J'avais préparé cette fête depuis des semaines. Je voulais qu'Andrew se sente aimé et fêté. Il venait d'obtenir son bac, et même si les relations entre lui et Marcus étaient tendues depuis des années, j'espérais qu'une bonne soirée suffirait à apaiser les tensions.
Andrew descendit les escaliers vêtu d'un pantalon noir, de bottes cirées et d'une magnifique blouse bordeaux qui flottait doucement au gré de ses pas.
Il avait l'air nerveux.
Je l'ai pris dans mes bras et lui ai dit qu'il était magnifique.
Il esquissa un sourire.
« Je n'étais pas sûre de devoir le porter. »
« Tu devrais porter ce qui te fait te sentir toi-même », lui ai-je dit.
Marcus m'a entendu.
Son visage changea immédiatement.
Il n'a rien dit au début, mais je connaissais ce regard. Il signifiait qu'il gardait sa colère pour plus tard.
Pendant le dîner, il était inhabituellement silencieux. Les membres de la famille discutaient, Andrew riait avec ses cousins, et pendant un court instant, je me suis permis de croire que la soirée pourrait se dérouler sans autre dispute.
Ma sœur a ensuite demandé à Andrew s'il avait déjà fait des projets pour ses études supérieures.
Avant qu'Andrew puisse répondre, Marcus l'interrompit.
« Il a davantage besoin de discipline que d'un diplôme. »
Toute la table devint silencieuse.
Andrew posa sa fourchette.
«Je vais bien.»
Marcus l'ignora.
« Non, tu ne l'es pas.
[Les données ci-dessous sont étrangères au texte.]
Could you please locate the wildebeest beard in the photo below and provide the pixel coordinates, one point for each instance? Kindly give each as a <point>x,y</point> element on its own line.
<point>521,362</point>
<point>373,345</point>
Tu es confus. »
J'ai cherché Marcus sous la table.
« S'il vous plaît, ne le faites pas. »
Il retira sa main.
« S’il veut qu’on le respecte, il devrait s’engager dans l’armée. »
Personne ne parla.
Marcus gardait les yeux fixés sur Andrew.
« Peut-être qu’alors tu apprendras enfin à être un vrai homme. J’essaie de te protéger d’un monde qui ne sera pas tendre avec toi. »
Ces mots se sont répandus sur la table comme de la fumée.
Je me suis souvenue de ma nièce qui pleurait dans la pièce d'à côté. Je me suis souvenue de ma mère qui murmurait le nom de Marcus pour la prévenir. Mais surtout, je me suis souvenue du visage d'Andrew.
Il n'avait pas l'air en colère.
Il avait l'air anéanti.
Il se leva.
« Je n’ai pas à rester assis ici à écouter ça. »
Marcus se laissa aller en arrière sur sa chaise.
« Tu as fui la vérité toute ta vie. »
Andrew m'a alors regardé.
Pendant une terrible seconde, j'ai eu l'impression qu'il me demandait de choisir.
J'aurais dû rester debout.
J'aurais dû partir avec lui.
Au lieu de cela, je suis restée assise là, paralysée par le choc, la peur et la honte.
Andrew quitta la salle à manger. Un instant plus tard, je l'entendis monter les escaliers en courant. Puis la porte d'entrée se referma.
Je pensais qu'il avait besoin d'air.
Je pensais qu'il reviendrait.
Je ne savais pas que ce serait la dernière fois que je verrais mon fils pendant six ans.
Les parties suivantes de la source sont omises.